Un père célibataire décède inopinément en laissant seuls deux enfants. Un an avant son décès, il avait réalisé une donation mobilière non enregistrée d’un montant de 150.000 € en faveur d’un ami. Jusqu’à il y a peu, les enfants de Monsieur étaient redevables de droits de succession sur le legs fictif réalisé en faveur de l’ami de leur père.
À l’instar de la Région flamande qui avait déjà adapté sa législation depuis 2016, les Régions wallonne et de Bruxelles-Capitale viennent à leur tour d’adapter leur Code des droits de succession, suite à une situation jugée discriminatoire aux yeux de la Cour Constitutionnelle.
Pour rappel, toutes les donations de biens mobiliers en pleine propriété ne doivent pas être réalisées par devant notaire et, partant, ne donnent pas nécessairement lieu au paiement de droits de donation, puisqu’elles ne doivent pas être enregistrées. C’est notamment le cas de la donation de liquidités en pleine propriété réalisée par virement bancaire ou pour les donations manuelles.
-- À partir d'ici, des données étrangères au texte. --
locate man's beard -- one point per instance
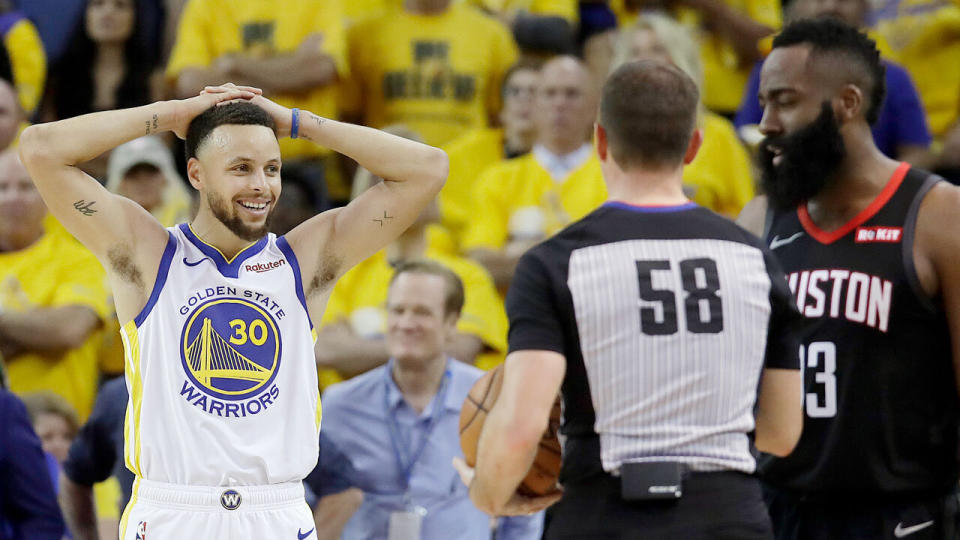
(221, 210)
(809, 160)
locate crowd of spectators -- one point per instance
(507, 87)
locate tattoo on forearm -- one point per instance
(84, 207)
(152, 127)
(383, 219)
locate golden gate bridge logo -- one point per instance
(231, 348)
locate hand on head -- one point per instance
(188, 109)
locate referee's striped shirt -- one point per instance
(666, 317)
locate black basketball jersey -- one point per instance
(880, 396)
(666, 317)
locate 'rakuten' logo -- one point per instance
(264, 267)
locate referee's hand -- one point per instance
(517, 505)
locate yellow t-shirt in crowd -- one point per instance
(359, 298)
(724, 75)
(924, 37)
(211, 28)
(439, 75)
(106, 496)
(720, 177)
(469, 155)
(568, 9)
(355, 10)
(522, 183)
(28, 61)
(55, 271)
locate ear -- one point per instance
(600, 135)
(850, 104)
(696, 141)
(193, 173)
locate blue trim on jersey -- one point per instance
(229, 268)
(162, 272)
(292, 259)
(649, 209)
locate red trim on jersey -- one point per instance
(829, 237)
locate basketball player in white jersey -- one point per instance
(224, 413)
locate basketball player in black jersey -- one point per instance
(871, 248)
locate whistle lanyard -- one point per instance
(399, 451)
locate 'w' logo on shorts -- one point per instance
(230, 499)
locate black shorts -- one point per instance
(798, 517)
(715, 505)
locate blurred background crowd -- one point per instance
(507, 87)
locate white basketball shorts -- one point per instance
(159, 511)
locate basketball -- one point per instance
(541, 479)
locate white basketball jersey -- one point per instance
(220, 368)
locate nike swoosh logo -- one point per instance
(188, 263)
(777, 242)
(902, 531)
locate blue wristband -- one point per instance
(295, 124)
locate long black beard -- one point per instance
(221, 211)
(810, 159)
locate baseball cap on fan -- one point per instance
(149, 150)
(165, 194)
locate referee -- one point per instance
(659, 320)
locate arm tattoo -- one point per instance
(382, 219)
(85, 208)
(155, 124)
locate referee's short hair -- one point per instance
(648, 110)
(453, 299)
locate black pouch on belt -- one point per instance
(651, 481)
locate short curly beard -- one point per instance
(810, 159)
(223, 212)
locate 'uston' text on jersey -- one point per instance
(665, 316)
(220, 368)
(880, 397)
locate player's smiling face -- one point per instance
(240, 177)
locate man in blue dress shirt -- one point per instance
(28, 506)
(399, 423)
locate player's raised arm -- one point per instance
(99, 219)
(413, 174)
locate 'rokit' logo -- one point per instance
(230, 349)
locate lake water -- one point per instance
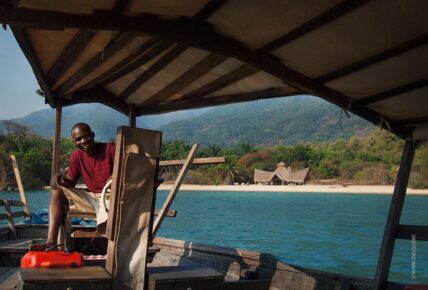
(326, 231)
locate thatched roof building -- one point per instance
(282, 175)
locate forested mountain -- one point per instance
(102, 119)
(290, 120)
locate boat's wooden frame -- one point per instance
(169, 38)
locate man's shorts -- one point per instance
(82, 201)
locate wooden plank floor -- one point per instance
(9, 278)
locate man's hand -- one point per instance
(56, 181)
(61, 180)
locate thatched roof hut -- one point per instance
(262, 176)
(282, 175)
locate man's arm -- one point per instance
(62, 180)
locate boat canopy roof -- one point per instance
(153, 56)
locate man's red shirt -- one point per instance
(95, 169)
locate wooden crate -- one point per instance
(93, 278)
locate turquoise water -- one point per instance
(327, 231)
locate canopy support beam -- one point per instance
(392, 224)
(132, 116)
(56, 139)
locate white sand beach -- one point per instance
(364, 189)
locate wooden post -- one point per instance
(180, 178)
(388, 242)
(132, 116)
(9, 215)
(20, 186)
(56, 140)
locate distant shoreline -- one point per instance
(310, 188)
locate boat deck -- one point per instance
(8, 278)
(15, 246)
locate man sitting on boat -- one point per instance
(94, 163)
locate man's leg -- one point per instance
(56, 212)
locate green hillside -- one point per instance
(102, 119)
(288, 120)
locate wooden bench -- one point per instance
(72, 278)
(197, 277)
(9, 215)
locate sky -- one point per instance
(18, 84)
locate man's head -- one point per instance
(83, 137)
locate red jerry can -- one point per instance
(53, 259)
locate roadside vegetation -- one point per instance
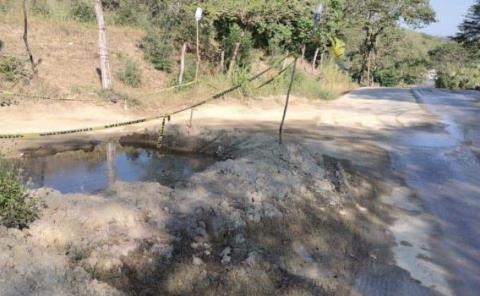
(17, 207)
(236, 39)
(457, 61)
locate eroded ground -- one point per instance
(333, 211)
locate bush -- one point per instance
(387, 77)
(237, 35)
(17, 208)
(82, 11)
(130, 74)
(157, 51)
(12, 69)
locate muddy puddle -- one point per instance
(94, 170)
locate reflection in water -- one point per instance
(95, 171)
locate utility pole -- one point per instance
(198, 17)
(103, 47)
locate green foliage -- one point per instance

Si le donateur décède plus de trois ans après la donation non enregistrée, les biens donnés ne ne seront pas soumis aux droits de succession. Par contre, s’il décède avant l’échéance de ce délai, la valeur des biens donnés réintègre fictivement les biens qui composent sa masse successorale afin de déterminer le montant des droits de succession dus par ses héritiers. Le Code des droits de succession prévoit en effet qu’une telle donation, dans une telle situation, constitue un « legs fictif » (le bénéficiaire devenant alors un « légataire fictif »).
Non seulement la facture risque d’être salée pour ces derniers, les taux applicables étant progressifs, mais en plus, ils se retrouvaient jusqu’à présent redevables de droits de succession sur des biens qui ne leur revenaient pas.
En effet, seuls les héritiers légaux ainsi que les donataires et légataires universels sont appelés à la succession du défunt. Dès lors, lorsqu’une donation mobilière non enregistrée était faite en faveur d’une personne qui ne revêtait pas l’une de ces qualités et que le défunt décédait endéans les trois ans de ladite donation, les héritiers devaient faire face à une certaine injustice fiscale, laquelle venait envenimer une atmosphère pourtant déjà délicate.
En réaction à une décision rendue par le Cour Constitutionnelle (datant pourtant de 2018), les Régions wallonne et de Bruxelles-Capitale ont, finalement, après trois ans, chacune adapté leur Code des droits de succession mettant ainsi un terme à cette discrimination. Par conséquent, la solidarité prévue entre les héritiers légaux, les légataires et les donataires universels est supprimée vis-à-vis des légataires fictifs pour les décès qui surviennent à partir du 1er mars 2021. Ceux-ci devront dès à présent s’acquitter eux-mêmes des droits de succession sur la valeur du bien dont ils ont bénéficié.